Cece wrote:Was the "diverticulum like structure" affecting the blood flow? It does not sound there was anything he could do for the diverticulum, only for the stenosis near it?

Sorry but I think he should've checked the azygous anyway! It was checked twice previously by people with no CCSVI experience, right? (And, yes, you were Dr. Makris's first CCSVI patient so the no experience applies to him as well, I am aware of any irony here, but at least he trained under Dr. Sclafani.) I've seen what other people have had go missed, most recently that valve of AlmostClever's that both Dr. Siskin and Dr. Sclafani agreed was a clear-cut stenosis but that his new-to-CCSVI IR did not treat.

It's great news though that the previous stenosis that was treated maintained itself open. You have cooperative veins, perhaps. Congrats Donnchadh, thanks for sharing this report, and I hope you are doing well. I will soon have a report of my own to share in exchange! :D
The "diverticulum like structure" was ballooned.
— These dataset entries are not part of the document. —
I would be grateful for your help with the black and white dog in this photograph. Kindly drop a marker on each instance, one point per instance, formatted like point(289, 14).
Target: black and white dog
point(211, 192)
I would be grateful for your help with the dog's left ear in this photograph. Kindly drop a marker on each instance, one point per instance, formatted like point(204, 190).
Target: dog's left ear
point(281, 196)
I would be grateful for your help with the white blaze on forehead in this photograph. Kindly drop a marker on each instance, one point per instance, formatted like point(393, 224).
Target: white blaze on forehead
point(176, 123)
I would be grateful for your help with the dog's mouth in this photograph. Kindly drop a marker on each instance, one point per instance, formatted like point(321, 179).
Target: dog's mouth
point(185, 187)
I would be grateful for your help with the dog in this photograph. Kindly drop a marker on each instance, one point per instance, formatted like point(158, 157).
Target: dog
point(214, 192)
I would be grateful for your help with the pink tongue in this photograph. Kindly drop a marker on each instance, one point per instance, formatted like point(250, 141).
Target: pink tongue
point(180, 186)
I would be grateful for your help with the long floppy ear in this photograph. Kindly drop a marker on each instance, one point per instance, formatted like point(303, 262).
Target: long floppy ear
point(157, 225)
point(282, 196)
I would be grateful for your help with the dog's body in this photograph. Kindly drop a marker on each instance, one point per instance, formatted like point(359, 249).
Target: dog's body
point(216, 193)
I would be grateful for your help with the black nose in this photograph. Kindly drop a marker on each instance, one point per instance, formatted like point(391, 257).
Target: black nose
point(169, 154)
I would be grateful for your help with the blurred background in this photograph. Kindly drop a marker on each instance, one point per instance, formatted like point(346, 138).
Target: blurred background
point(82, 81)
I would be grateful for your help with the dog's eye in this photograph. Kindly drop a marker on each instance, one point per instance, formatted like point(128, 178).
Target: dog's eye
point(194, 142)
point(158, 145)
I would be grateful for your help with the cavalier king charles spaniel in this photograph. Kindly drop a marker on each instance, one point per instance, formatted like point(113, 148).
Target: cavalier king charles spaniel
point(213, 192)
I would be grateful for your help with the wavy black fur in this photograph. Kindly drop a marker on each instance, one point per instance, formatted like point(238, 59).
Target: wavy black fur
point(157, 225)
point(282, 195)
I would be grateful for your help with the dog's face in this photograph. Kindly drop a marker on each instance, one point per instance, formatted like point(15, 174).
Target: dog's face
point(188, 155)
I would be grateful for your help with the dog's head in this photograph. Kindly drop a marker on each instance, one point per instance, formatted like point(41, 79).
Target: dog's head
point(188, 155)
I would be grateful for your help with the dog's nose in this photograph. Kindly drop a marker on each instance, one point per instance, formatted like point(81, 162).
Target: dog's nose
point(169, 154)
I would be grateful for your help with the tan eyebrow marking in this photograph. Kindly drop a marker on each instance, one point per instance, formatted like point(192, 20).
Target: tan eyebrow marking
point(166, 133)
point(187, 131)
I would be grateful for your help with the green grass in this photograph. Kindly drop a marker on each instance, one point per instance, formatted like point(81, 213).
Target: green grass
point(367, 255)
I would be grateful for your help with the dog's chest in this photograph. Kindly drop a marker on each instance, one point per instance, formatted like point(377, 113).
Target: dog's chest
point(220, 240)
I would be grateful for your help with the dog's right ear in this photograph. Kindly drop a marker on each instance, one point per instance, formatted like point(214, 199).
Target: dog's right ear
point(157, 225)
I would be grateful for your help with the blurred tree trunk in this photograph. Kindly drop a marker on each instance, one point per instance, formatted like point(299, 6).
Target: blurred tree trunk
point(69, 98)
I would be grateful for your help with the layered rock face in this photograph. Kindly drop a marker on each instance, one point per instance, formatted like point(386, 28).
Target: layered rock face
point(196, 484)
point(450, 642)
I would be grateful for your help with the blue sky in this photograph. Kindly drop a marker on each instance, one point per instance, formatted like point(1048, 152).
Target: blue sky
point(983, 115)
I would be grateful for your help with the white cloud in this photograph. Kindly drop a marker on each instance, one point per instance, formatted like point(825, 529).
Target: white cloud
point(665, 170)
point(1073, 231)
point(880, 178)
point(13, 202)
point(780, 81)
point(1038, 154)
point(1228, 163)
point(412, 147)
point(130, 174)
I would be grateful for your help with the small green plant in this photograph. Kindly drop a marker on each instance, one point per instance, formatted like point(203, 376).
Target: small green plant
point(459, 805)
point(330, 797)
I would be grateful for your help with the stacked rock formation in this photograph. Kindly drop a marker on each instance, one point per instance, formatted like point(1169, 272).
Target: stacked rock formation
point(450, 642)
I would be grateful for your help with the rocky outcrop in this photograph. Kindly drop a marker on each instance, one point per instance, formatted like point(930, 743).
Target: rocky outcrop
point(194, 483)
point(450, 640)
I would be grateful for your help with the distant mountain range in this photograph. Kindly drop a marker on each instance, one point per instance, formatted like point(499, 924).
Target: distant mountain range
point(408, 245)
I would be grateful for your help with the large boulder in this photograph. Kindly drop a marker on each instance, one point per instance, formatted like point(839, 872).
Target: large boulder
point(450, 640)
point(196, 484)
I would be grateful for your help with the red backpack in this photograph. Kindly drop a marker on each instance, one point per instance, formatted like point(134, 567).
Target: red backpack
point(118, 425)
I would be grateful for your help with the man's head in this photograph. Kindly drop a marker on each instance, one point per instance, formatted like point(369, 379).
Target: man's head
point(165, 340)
The question of whether to attempt a third examination of the azygous was tempered by the following:

Before the first procedure of March 2010, my neurologist had labeled me as primary progressive MS. And Dr. Zamboni's landmark initial study found that 90% of PP MS had some sort of azygous vein involvement. So the first IR, Dr. Sichlau, spent a great deal of time and effort examining the azygous vein. The expectation was that something was amiss with the azygous vein because of the neurological classification.

Interestingly, Dr. Zamboni also observed far fewer cases of azygous vein disorders in Secondary Progressive MS; so it's very possible I was misdiagnosed by the neurologist. I am thinking more and more that the traditional neurological classifications of "MS" are poorly associated with specific CCSVI conditions.

The second IR didn't accept the previous IR's results and re-did everything-and he couldn't find anything wrong either.

Dr. Makris was given the actual .dicom files of the venograms from both previous procedures to examine. He was impressed how far down Dr. Sichlau had gone down the azygous vein.

The decision was made that the risks of a third attempt wasn't worth it considering that previous imaging proved there was absolutely nothing wrong with the azygous vein.

I really pondered whether to be treated by Dr. Makris, only because I would have been his first CCSVI patient. What tipped the scales for me was the following:

1). His follow IR's have a high approval rating for his other work
2). He was trained by Dr. Sclafani and would be following his "aggressive" protocol
3). Like Dr. Sclafani, he is unwilling to use stents
4). The cost of traveling to Brooklyn was far more then I had money-wise
5). His clinic was "local" so if I needed follow-up then that was a realistic option.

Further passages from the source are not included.